You haveReach forTypical modelsInfra cost
One Mac Studio (96–512 GB) or MacBook ProTelemak30 B–80 B dense, MoE up to ~80 B.app bundle, menu-bar, LaunchAgent
2–5 Mac Studios with TB5 meshOdyssAI-X200 B–700 B frontier MoEDocker orchestrator + SSH + MLX runners
BothBoth — Telemak nodes enrol in OdyssAI-Xmixed catalog under one CompanionTelemak + OdyssAI-X together
A cloud API key onlyCompanion paired to cloudwhatever the provider offersnone

The 80/20 case is one Mac + Telemak + Companion. The frontier case is a 4-node TB5 mesh + OdyssAI-X + Telemak stations + Companion. You can grow from one to the other without changing your chat window, your history, or your memory.

OdyssAI is local-first but not local-only. The default surface is local: prompts leave your LAN, weights stay on your SSD, conversations sit in your Postgres. Cloud providers are first-class citizens behind the same OpenAI/Anthropic-compatible surfaces — pair Companion to a cloud key on a Tuesday, back to a local cluster on a Wednesday, no migration, no data movement.

The choice belongs to the operator, not the framework.

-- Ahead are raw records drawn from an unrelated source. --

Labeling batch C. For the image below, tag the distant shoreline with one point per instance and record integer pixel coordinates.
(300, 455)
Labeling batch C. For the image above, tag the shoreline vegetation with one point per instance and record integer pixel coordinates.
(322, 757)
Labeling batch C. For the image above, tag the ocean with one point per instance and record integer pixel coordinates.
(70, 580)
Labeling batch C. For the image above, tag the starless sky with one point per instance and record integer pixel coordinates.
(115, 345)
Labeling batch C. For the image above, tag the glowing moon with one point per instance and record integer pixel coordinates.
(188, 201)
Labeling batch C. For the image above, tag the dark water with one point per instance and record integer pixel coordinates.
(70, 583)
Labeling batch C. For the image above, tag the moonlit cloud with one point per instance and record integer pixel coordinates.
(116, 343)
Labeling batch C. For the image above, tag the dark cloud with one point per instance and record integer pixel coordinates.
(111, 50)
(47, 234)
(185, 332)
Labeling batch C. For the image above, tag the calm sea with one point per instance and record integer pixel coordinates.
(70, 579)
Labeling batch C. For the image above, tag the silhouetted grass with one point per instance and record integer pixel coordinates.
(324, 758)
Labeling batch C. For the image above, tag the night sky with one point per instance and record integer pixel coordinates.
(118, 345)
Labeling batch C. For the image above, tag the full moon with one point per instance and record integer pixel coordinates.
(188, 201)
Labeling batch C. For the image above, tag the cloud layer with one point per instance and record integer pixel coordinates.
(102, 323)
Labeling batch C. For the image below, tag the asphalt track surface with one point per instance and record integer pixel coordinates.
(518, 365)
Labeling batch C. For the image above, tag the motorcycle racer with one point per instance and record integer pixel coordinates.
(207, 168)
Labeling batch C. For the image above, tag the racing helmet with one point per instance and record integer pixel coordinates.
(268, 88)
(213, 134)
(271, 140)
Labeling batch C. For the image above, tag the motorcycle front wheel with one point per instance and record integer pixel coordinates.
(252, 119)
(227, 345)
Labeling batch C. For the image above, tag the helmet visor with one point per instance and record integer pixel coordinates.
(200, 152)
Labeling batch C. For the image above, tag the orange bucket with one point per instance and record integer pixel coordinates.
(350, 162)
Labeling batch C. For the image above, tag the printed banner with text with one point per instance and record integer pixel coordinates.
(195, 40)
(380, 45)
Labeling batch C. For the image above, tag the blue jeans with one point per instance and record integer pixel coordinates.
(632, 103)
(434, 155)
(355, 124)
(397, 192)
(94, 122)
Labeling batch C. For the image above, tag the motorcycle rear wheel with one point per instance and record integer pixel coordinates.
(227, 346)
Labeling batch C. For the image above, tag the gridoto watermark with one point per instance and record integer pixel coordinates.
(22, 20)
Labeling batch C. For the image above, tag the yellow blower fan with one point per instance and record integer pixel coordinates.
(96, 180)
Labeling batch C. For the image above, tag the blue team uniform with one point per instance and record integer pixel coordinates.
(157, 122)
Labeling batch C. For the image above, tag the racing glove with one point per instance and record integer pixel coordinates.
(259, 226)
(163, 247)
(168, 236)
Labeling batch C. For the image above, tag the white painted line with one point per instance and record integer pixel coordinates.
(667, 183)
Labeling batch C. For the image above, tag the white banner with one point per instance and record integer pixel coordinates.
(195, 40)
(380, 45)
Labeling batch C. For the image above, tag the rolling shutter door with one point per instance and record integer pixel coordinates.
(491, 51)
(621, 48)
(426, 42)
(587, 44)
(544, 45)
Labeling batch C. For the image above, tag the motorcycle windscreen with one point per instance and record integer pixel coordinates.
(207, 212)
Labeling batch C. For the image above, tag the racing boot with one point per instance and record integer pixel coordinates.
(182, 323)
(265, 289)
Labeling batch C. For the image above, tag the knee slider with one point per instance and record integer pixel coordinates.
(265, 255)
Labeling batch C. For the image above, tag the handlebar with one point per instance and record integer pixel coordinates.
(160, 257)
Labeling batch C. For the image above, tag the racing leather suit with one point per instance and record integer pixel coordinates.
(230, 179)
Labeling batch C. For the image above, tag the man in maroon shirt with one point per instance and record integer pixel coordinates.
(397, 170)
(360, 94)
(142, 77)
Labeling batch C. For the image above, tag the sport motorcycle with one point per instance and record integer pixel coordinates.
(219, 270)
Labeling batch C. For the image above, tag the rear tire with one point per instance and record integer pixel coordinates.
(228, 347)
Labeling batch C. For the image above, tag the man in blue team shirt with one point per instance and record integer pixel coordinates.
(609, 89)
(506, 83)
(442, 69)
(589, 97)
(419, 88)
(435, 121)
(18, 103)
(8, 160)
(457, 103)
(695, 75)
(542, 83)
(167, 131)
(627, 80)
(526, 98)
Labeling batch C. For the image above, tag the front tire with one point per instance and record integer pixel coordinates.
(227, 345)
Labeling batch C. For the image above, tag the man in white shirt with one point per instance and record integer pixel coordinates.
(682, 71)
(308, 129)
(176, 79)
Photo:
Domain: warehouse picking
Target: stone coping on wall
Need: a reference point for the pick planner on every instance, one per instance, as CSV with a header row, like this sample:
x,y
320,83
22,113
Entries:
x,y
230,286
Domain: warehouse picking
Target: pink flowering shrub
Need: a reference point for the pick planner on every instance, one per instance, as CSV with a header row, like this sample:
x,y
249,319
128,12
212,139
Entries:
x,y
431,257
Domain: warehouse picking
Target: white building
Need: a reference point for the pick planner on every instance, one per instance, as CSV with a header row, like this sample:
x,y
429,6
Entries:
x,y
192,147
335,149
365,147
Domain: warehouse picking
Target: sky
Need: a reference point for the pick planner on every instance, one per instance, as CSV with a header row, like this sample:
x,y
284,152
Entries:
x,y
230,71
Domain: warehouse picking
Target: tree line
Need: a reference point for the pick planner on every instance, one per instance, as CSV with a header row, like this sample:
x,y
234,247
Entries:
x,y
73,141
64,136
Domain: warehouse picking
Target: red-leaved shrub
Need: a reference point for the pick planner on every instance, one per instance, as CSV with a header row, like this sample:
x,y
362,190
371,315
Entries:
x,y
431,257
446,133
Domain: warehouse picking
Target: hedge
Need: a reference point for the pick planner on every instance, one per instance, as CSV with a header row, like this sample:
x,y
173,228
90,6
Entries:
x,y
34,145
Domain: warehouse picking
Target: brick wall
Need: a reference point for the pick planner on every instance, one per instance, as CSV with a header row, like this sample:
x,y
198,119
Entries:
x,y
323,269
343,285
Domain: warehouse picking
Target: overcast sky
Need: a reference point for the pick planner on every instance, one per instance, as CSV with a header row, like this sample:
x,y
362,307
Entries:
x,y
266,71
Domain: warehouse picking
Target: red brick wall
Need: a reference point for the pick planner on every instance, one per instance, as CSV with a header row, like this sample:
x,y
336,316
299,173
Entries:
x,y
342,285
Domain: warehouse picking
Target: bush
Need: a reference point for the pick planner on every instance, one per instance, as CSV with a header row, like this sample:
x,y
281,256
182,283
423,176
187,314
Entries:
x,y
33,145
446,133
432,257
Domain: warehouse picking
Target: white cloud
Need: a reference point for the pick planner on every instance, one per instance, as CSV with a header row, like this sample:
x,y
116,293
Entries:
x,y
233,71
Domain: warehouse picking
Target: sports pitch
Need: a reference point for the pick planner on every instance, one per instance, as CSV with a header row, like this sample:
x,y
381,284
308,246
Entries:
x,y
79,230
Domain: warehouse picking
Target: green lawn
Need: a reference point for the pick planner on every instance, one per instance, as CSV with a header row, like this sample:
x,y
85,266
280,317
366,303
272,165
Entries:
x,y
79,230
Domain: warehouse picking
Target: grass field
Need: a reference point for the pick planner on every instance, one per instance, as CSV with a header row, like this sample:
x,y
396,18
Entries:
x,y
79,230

Every engine — OdyssAI-X, Telemak, Ollama, LM Studio, vLLM, the cloud providers — advertises its capabilities at /.well-known/inference-engine.json. Companion reads this endpoint during pairing to know which models support tools, vision, thinking, embeddings, and how to route requests.

{
"engine": "telemak",
"version": "0.6.x",
"capabilities": {
"stream": true,
"tools": true,
"vision": false,
"embeddings": true,
"max_context": 32768,
"session_cache": true,
"openai_compat": "v1",
"anthropic_compat": "v1"
},
"models": [ /* per-model namespace with backend, nodes, tools, vision flags */ ]
}

This is the contract that makes the stack replaceable. Companion does not hard-code which engine is behind the address — it reads the contract and adapts. Full contract spec →.

POST /v1/chat/completions and POST /v1/messages are the two endpoints that matter. Every engine in the stack speaks both. Companion uses OpenAI by default and Anthropic for Claude-style reasoning flows.

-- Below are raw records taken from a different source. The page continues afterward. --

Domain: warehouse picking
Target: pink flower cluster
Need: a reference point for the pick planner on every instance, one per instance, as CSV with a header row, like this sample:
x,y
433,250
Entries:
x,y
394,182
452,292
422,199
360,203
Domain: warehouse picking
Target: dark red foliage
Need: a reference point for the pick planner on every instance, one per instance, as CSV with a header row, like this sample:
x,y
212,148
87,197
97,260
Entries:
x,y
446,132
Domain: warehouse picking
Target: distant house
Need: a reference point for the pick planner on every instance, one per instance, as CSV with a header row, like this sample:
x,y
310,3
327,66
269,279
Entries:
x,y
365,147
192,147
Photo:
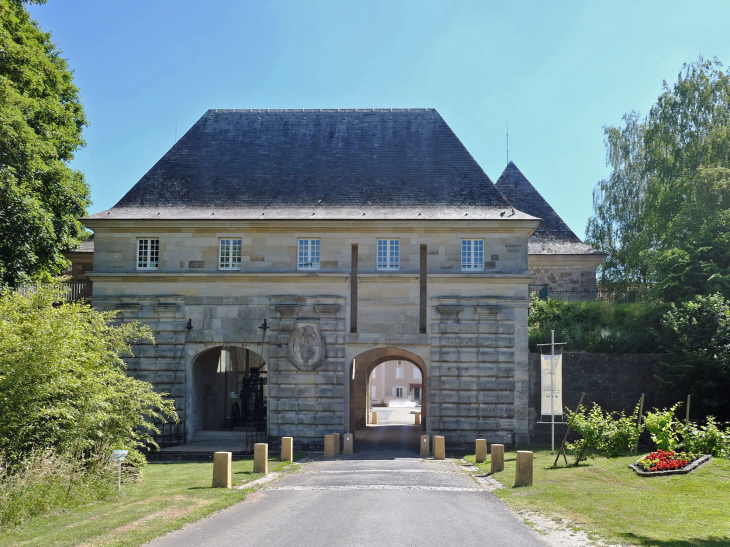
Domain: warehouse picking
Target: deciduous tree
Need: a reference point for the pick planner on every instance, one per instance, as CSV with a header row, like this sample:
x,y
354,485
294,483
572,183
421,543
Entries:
x,y
41,118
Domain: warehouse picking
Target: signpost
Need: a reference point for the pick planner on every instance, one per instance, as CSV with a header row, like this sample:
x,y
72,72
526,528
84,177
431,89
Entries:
x,y
119,456
552,372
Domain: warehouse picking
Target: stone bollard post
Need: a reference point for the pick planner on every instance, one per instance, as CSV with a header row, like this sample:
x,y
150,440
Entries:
x,y
439,447
497,458
425,448
523,474
329,446
480,455
222,469
287,449
347,442
261,458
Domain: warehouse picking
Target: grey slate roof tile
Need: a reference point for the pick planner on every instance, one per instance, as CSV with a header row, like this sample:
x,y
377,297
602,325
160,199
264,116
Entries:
x,y
316,164
553,236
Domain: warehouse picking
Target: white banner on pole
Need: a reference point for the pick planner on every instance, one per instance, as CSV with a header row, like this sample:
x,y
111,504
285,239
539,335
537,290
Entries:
x,y
552,385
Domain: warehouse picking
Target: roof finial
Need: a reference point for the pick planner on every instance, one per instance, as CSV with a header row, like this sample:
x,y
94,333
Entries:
x,y
507,143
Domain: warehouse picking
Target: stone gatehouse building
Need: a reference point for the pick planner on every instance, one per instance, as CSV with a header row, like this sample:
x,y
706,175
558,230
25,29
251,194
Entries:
x,y
304,248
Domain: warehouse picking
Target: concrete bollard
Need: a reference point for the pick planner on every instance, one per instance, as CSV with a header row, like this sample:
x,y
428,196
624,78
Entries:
x,y
329,446
287,449
523,474
439,447
480,455
222,469
347,442
425,446
497,458
261,458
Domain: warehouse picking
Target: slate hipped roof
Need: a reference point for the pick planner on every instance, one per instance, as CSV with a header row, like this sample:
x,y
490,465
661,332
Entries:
x,y
553,236
316,164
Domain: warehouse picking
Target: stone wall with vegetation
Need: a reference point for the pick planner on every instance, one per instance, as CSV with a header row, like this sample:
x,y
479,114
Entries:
x,y
614,381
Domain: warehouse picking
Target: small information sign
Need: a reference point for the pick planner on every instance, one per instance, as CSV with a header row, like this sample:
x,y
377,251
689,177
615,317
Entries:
x,y
119,455
552,380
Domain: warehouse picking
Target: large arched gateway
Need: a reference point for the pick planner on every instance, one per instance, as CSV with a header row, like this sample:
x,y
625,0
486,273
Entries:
x,y
360,399
230,390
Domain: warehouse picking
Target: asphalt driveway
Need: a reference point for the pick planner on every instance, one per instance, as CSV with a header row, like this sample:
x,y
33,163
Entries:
x,y
374,500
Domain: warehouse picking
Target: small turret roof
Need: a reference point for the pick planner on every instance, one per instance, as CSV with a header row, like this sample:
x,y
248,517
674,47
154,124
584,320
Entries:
x,y
553,236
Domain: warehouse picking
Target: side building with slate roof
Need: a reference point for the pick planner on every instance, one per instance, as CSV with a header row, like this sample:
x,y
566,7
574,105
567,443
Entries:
x,y
279,256
556,256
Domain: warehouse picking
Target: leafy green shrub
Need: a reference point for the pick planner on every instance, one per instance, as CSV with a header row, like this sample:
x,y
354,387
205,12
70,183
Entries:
x,y
698,339
706,439
46,481
611,433
663,427
63,383
598,327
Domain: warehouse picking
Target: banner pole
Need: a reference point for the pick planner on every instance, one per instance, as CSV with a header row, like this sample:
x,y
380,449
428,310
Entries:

Three extensions on top of the standard schemas:

  • session_id — string, optional. Used by the engine to scope the KV prefix cache to a conversation. Companion attaches one per chat.
  • enable_thinking — boolean, default true on reasoner models. Companion lets you toggle this per turn (cogwheel → Thinking).
  • reasoning_effortminimal / low / medium / high. Sets the budget for the reasoning block on models that ship it. minimal roughly halves the completion tokens on always-think models.

The usage block in OpenAI responses includes prompt_tokens_details.cached_tokens — the hit count on the prefix cache. Companion surfaces it as Cached: N tok (XX%).

Companion (Némo) :3100 React + Hono + Postgres + nemo-memory
│ HTTP (OpenAI / Anthropic)
OdyssAI-X orchestrator :8000 FastAPI + Docker
├── cluster "default" backend=ring → runner.py × N nodes
├── cluster "argo" backend=jaccl → runner.py × 4 nodes (TB5 RDMA)
├── cluster "telemak-max64" kind=telemak → Telemak single-Mac (:8003)
└── alias "or:*" cloud passthrough → OpenRouter / Anthropic / OpenAI

Companion sees one catalog. The orchestrator hides the topology.